Hello everyone,
I am doing one arduino base project in which I have to read 4-20 mA signal from two different potentiometers which is power from 24 vdc supply, compare them and send a signal to 2 channels relay board. If first signal from potentiometer is greater by 0.16 mA or more than second then 1st realy will energize if second signal from potentiometer is greater than first signal by 0.16 mA or more then second relay will energize.
Now I am facing issue to read 4-20 mA on arduino without any external module. I don't know issue is in coding or circuit.
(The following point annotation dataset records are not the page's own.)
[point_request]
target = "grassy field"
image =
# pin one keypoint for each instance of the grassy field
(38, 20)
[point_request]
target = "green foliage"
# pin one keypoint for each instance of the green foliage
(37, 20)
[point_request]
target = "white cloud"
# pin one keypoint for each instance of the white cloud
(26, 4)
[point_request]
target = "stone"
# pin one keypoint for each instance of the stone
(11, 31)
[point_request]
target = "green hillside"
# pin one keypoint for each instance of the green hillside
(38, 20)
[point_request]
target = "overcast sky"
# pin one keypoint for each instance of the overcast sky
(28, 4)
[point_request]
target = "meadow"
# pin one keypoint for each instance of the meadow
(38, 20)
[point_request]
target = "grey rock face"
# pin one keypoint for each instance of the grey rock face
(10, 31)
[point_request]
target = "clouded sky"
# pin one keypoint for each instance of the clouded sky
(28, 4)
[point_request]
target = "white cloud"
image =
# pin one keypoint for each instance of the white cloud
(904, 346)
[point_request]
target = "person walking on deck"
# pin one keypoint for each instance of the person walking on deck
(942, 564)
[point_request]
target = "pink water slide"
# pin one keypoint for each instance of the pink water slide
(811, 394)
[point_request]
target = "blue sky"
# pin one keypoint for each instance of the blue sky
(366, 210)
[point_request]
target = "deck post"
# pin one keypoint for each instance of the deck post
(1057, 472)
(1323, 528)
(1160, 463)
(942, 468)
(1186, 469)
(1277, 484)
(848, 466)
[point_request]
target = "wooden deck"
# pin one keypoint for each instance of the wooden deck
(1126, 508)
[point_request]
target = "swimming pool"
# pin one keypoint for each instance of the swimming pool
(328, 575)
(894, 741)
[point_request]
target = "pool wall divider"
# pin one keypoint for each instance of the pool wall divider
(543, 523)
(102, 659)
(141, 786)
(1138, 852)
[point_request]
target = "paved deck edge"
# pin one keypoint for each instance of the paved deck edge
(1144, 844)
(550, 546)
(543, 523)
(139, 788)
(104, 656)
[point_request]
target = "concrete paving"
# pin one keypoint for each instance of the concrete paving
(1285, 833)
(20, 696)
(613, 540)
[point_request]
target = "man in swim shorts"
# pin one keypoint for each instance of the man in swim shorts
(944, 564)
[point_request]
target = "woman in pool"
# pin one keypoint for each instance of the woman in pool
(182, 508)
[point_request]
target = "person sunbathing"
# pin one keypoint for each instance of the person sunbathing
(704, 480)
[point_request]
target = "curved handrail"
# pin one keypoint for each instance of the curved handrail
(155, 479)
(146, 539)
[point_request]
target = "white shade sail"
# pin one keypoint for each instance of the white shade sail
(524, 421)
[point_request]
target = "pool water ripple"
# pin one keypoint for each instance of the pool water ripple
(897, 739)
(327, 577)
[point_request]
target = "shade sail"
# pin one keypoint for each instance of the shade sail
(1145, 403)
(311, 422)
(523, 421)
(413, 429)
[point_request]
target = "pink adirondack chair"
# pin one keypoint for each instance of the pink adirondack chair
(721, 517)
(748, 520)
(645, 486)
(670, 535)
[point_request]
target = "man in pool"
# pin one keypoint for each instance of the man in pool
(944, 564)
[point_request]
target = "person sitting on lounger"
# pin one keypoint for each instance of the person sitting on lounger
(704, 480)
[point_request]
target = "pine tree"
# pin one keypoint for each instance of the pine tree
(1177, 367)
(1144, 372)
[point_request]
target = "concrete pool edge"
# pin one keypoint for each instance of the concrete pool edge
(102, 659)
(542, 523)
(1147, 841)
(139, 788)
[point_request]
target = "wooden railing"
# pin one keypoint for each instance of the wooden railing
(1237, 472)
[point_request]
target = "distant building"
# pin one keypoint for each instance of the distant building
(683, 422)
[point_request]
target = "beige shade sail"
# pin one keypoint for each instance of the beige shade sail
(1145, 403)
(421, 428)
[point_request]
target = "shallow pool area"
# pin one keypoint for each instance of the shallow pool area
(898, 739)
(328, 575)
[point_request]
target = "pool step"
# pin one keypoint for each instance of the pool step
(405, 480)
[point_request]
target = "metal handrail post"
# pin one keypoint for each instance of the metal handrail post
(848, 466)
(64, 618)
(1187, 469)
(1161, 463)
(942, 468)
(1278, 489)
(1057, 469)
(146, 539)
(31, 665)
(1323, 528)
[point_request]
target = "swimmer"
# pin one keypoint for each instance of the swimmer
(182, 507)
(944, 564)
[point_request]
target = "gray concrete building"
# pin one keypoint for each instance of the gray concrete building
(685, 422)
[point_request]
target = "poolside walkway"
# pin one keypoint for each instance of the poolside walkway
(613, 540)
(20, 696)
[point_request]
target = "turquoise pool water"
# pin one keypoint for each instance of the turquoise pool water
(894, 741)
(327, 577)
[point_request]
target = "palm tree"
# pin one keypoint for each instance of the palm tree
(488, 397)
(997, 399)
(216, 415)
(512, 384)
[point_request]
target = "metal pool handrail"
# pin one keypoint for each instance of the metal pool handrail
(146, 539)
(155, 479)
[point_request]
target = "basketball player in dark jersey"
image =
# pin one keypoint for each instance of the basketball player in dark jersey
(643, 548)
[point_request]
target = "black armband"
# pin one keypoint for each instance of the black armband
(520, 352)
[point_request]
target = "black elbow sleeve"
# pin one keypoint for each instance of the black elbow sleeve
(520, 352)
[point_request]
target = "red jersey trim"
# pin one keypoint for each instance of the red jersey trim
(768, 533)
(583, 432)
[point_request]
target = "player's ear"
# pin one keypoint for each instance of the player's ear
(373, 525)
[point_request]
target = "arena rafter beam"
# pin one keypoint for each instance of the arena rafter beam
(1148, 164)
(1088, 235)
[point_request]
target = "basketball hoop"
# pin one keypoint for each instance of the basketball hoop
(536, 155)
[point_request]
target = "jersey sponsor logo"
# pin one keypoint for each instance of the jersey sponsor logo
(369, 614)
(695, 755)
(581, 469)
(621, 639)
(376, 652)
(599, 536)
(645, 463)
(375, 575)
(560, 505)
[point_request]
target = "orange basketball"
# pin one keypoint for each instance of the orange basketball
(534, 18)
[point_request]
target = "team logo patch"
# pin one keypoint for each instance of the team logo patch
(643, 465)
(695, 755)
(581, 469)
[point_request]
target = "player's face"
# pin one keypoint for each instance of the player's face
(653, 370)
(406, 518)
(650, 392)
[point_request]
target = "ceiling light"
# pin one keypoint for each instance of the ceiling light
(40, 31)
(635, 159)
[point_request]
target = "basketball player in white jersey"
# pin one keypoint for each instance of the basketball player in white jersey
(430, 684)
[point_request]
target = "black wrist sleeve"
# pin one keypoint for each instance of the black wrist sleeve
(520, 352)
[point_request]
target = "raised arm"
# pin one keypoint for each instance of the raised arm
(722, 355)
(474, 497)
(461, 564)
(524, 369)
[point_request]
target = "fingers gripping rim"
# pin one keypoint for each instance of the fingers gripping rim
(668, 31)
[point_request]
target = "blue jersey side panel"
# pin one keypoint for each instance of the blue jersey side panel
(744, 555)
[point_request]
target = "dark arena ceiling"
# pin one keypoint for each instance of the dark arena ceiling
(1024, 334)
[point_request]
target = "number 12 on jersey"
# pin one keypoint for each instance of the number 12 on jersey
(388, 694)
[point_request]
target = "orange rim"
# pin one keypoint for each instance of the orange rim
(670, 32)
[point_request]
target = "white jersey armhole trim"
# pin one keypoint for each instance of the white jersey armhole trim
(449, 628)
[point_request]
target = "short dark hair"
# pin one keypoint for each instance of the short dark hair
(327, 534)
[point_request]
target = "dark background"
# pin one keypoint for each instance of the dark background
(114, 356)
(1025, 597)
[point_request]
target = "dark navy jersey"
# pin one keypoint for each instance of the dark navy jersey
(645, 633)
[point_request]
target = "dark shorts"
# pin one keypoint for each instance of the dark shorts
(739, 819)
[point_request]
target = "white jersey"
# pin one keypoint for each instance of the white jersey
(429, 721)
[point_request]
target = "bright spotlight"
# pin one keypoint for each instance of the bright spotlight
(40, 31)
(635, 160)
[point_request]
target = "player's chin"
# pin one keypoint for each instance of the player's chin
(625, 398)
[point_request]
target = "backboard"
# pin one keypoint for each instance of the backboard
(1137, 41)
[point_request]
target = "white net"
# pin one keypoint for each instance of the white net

Can you help me
when i am selecting 1200 ohm resistance in variable resister then i am getting 16.48 mA on display but i should get 20 mA and when i am selecting 6000 ohm resistance in variable resister then i am getting 3.83 mA on display but i should get 4 mA. please check up my below code and attached circuit diagram and correct me, where i wrong
Thank you so much for your correct suggestion. i am beginner in electronics, can you suggest me what i have to change in our circuit and code to read 4-20 mA.
I hope you are not expecting the 4-20ma circuit to be exactly 4 or 20ma! Those are the maximums and you will need to calibrate your circuit to match whatever is controlling the 4-20ma signal.
Paul
This is the formula that you is used to determine the voltage over the shunt resistor; use it if the power supply and the pot are the real source (and not a simulation of a real source 4-20mA source).
Vshunt = 24 * Rshunt / (Rpot + Rshunt)
You can shuffle it around to calculate Rpot based on Vshunt and from there calculate the current.
I think that part of the problem is that a voltage source with a resistor in series is not a current source. The amount of current that flows will depend on the load on the line.
To read a 4 to 20 mA input you need a resistor that has a voltage drop of 5V at 20 mA. I think that's a 250 Ohm resistor.
That would read 5V at 20ma and 1V at 4mA. Unfortunately, 250 Ohms is higher that 0 Ohms so using a 24V supply and 1200 to 6000 Ohms of series resistance will give you 4.13V to 0.96V since your "20 mA" won't be 20 mA and your "4 mA" won't be 4 mA.
You have a very good chance of killing your Arduino by putting more than 5.5V on A0, put a 910Ω resistor between 24V+ and the pot. 910Ω + 250Ω = 1160Ω, 24V / 1160Ω = 20.7mA, voltage across 250Ω resistor will be 5.17V.